Au-delà de la mobilisation des organisations professionnelles, j'interroge chaque mois les préfets de région, ainsi soumis à une pression constante, sur le taux d'accès des personnes en situation de handicap aux contrats aidés. Il s'agit, avec l'emploi des jeunes des quartiers « politique de la ville », celui des seniors et des chômeurs de longue durée, de l'un des quatre indicateurs que j'ai imposés, notamment aux directeurs régionaux de Pôle Emploi.
Vous vous êtes inquiété, monsieur le président, du financement par le FSE des écoles de la deuxième chance dont j'ai rencontré, la semaine dernière, la présidente de la fédération, Édith Cresson. J'ai en effet eu vent des difficultés rencontrées par trois établissements franciliens, où nous sommes intervenus en pompiers afin que les jeunes puissent y être accueillis. Il s'agit, là encore, de mener une action cohérente. Dans la mesure où le chômage, en France, touche principalement des personnes peu ou pas qualifiées – on dénombre 150 000 jeunes décrocheurs chaque année –, nous devons étoffer notre palette de réponses à destination de ces publics. Les écoles de la deuxième chance en font partie, de même que la grande école numérique – à peine un mois après son lancement, 150 collectivités ont déjà répondu à l'appel d'offres –, l'EPIDE, la Garantie jeune, les missions locales et le service militaire volontaire. C'est en effet en partant des difficultés des intéressés et en multipliant les réponses de façon à faire du cousu main que nous gagnerons en crédibilité auprès de jeunes qui ont perdu confiance.

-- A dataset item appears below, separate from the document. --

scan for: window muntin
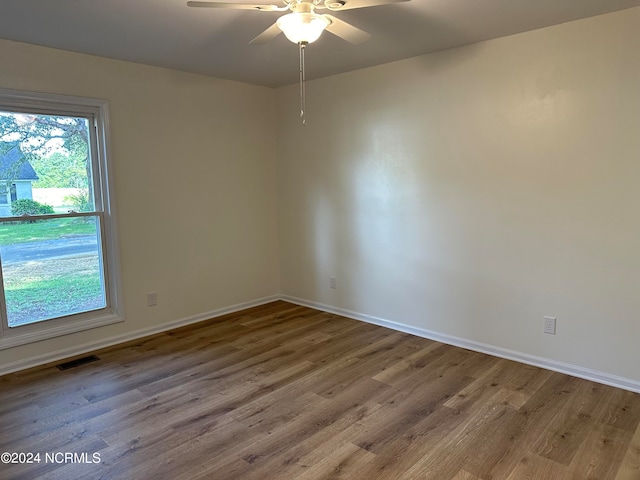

Cela dit, l'intervention du FSE se caractérise trop souvent par une « insécurisation » financière des bénéficiaires. J'ai donc demandé la création d'une mission d'évaluation destinée à me faire, d'ici à début 2016, des propositions très concrètes en vue d'améliorer et de sécuriser l'accès des porteurs de projets à ce fonds. J'ai par ailleurs saisi la Caisse des dépôts et consignations, car celle-ci pourrait jouer un rôle d'interface entre le FSE et les demandeurs. En tout état de cause, il faut éviter que, deux ans après que les engagements ont été pris, des crédits ne soient toujours pas versés.